商用軽EVに低価格で仕掛ける中国勢、打ち破れるか日本車ブランドの壁
顧客のニーズが多様に
ホンダの三部敏宏社長は「EVを普及させるためには、商用、特に日本の主力である軽自動車という領域を攻略するのが一番早い」と4月の記者会見で述べている。法人での商用EV導入は事業活動におけるCO2削減量の公表が可能となるなど、副次的なメリットが多く、個人向けより導入に対するインセンティブが高い。

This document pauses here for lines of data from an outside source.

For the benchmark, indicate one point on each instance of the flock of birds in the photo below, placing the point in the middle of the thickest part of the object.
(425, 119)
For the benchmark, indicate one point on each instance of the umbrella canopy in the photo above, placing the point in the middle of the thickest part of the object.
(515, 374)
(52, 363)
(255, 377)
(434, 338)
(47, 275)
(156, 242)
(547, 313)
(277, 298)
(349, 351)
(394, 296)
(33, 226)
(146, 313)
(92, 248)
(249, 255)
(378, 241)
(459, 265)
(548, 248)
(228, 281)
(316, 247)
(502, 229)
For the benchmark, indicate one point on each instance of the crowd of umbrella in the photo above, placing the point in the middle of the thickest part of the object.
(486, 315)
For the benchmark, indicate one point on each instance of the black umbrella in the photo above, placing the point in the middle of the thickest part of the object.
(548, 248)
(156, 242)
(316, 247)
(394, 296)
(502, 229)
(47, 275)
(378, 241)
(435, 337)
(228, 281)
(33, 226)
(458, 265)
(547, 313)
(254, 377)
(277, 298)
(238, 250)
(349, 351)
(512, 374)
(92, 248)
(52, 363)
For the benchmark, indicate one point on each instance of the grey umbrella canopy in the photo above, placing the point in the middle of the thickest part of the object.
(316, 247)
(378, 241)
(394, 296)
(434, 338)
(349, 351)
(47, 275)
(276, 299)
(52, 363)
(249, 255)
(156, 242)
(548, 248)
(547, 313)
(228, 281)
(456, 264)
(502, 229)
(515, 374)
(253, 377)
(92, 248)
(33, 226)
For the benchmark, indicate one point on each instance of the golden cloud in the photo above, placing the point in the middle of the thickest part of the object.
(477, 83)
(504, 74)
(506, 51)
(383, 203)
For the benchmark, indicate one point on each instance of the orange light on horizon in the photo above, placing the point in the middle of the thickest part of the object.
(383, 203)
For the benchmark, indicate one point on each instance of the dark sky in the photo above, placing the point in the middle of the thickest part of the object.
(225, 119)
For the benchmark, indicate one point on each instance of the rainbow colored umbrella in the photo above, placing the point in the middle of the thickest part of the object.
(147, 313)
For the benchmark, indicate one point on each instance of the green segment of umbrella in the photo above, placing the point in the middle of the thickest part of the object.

日本郵便は、25年度までの5年間で軽自動車1万3500台、二輪車2万8000台の集配用車両のEV化を目指す。実証実験で得られた効果のほか、自動車メーカー各社が商用EVへの参入を表明したことなどを理由に、計画の前倒しと上積みを発表している。ヤマトホールディングスのヤマト運輸も、30年までにEV2万台を導入することを目指している。
ASFの飯塚社長によると、「とにかく車両がいち早く欲しいという企業もあった」という。日本における商用車市場はこれまで国内自動車メーカー一強の状態が長らく続いてきたが、商用車のEV需要が急速に高まる中、状況は変わりつつある。公表されているモデルでは、ASFの車両のほうが、ミニキャブ・ミーブより低価格で航続距離も長い。
東海東京調査センターの杉浦誠司シニアアナリストは、国内自動車メーカーはこれまでの取引やネットワークもあり、購入先がある程度確定しているとみる一方、価格が魅力で購入を決める法人顧客もいるため、中国製も選択肢に入ってくると分析する。
「手っ取り早く(EVが)欲しいという顧客もいれば、買うなら(機能の)きちんとしたものを買いたいという顧客もいるだろう」と指摘する。